Data Analytics Lifecycle Phase4: Model Building


In this phase, the model is fit on the training data and evaluated (scored) against the test data. Generally this work takes place in the sandbox, not in the live production environment. The phases of Model Planning and Model Building overlap quite a bit, and in practice one can iterate back and forth between the two phases for a while before settling on a final model. Some methods require the use of a training data set, depending on whether it is a supervised or unsupervised algorithm for machine learning. Although the modeling techniques and logic required to build this step can be highly complex, the actual duration of this phase can be quite short, compared with all of the preparation required on the data and defining the approaches. In general, plan to spend more time preparing and learning the data (Phases 1-2) and crafting a presentation of the findings (Phase 5), where phases 3 and 4 tend to move more quickly, although more complex from a conceptual standpoint.

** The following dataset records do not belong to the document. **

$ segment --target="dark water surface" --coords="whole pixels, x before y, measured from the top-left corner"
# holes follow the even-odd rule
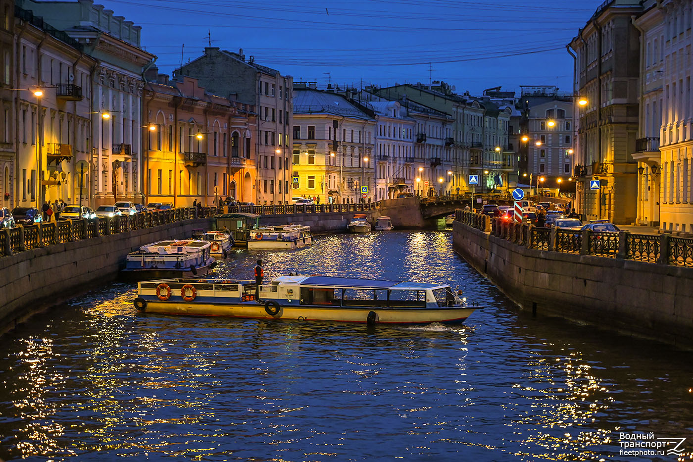
[[[36,316],[1,338],[0,458],[676,459],[620,454],[633,432],[693,457],[693,354],[520,313],[451,237],[319,237],[217,274],[449,282],[487,307],[464,327],[139,315],[123,284]]]

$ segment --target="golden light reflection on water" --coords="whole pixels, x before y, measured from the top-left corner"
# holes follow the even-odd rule
[[[465,326],[370,332],[140,316],[132,286],[116,284],[18,334],[0,367],[0,456],[618,459],[615,432],[642,425],[640,411],[690,401],[690,375],[669,385],[630,352],[530,327],[450,251],[448,233],[321,237],[295,252],[234,253],[218,275],[249,278],[258,257],[269,277],[446,282],[488,307]],[[685,399],[668,402],[676,387]],[[658,403],[642,397],[656,391]],[[693,425],[678,420],[647,430]]]

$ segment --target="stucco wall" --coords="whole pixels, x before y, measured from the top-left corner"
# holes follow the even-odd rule
[[[115,279],[141,246],[191,235],[213,219],[187,220],[19,252],[0,258],[0,332],[51,305]]]
[[[693,268],[527,248],[457,221],[453,235],[523,309],[693,348]]]

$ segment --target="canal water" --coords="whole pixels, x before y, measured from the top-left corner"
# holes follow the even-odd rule
[[[636,434],[693,457],[690,353],[518,312],[449,231],[239,250],[217,274],[257,258],[270,277],[448,282],[486,308],[452,327],[169,317],[104,284],[1,337],[0,459],[676,460],[620,453]]]

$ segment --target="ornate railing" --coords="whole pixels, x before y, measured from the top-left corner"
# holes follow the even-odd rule
[[[667,233],[655,235],[538,228],[500,218],[493,219],[486,225],[484,221],[488,218],[459,209],[455,212],[455,221],[529,248],[693,267],[693,239],[690,238]]]
[[[618,255],[618,233],[594,231],[588,236],[590,255],[616,258]]]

As part of this phase, you’ll need to conduct these steps:

1) Execute the models defined in Phase 3

2) Where possible, convert the models to SQL or similar, appropriate database language and execute as in-database functions, since the runtime will be significantly faster and more efficient than running in memory. (execute R models on large data sets as PL/R or SQL (PL/R is a PostgreSQL language extension that allows you to write PostgreSQL functions and aggregate functions in R). SAS Scoring Accelerator enables you to run the SAS models in database, if they were created using SAS Enterprise Miner.

3) Use R (or SAS) models on file extracts for testing and small data sets

4) Assess the validity of the model and its results (for instance, does it account for most of the data, and does it have robust predictive power?)

5) Fine tune the models to optimize the results (for example modify variable inputs) 6) Record the results, and logic of the model.


While doing these iterations and refinement of the model, consider the following:

• Does the model look valid and accurate on the test data?

• Does the model output/behavior makes sense to the domain experts? That is, does it look like the model is giving “the right answers”, or answers that make sense in this context?

• Is the model accurate enough to meet the goal?

• Is it avoiding the kind of mistakes it needs to avoid? Depending on context, false positives may be more serious or less serious than false negatives, for instance. (False positives and negatives will be discussed further in Module 3)

• Do the parameter values of the fitted model make sense in the context of the domain?

• Do you need more data or more inputs? Do you need to transform or eliminate any of the inputs?

• Do you need a different form of model? If so, you’ll need to go back to the Model Planning phase and revise your modeling approach.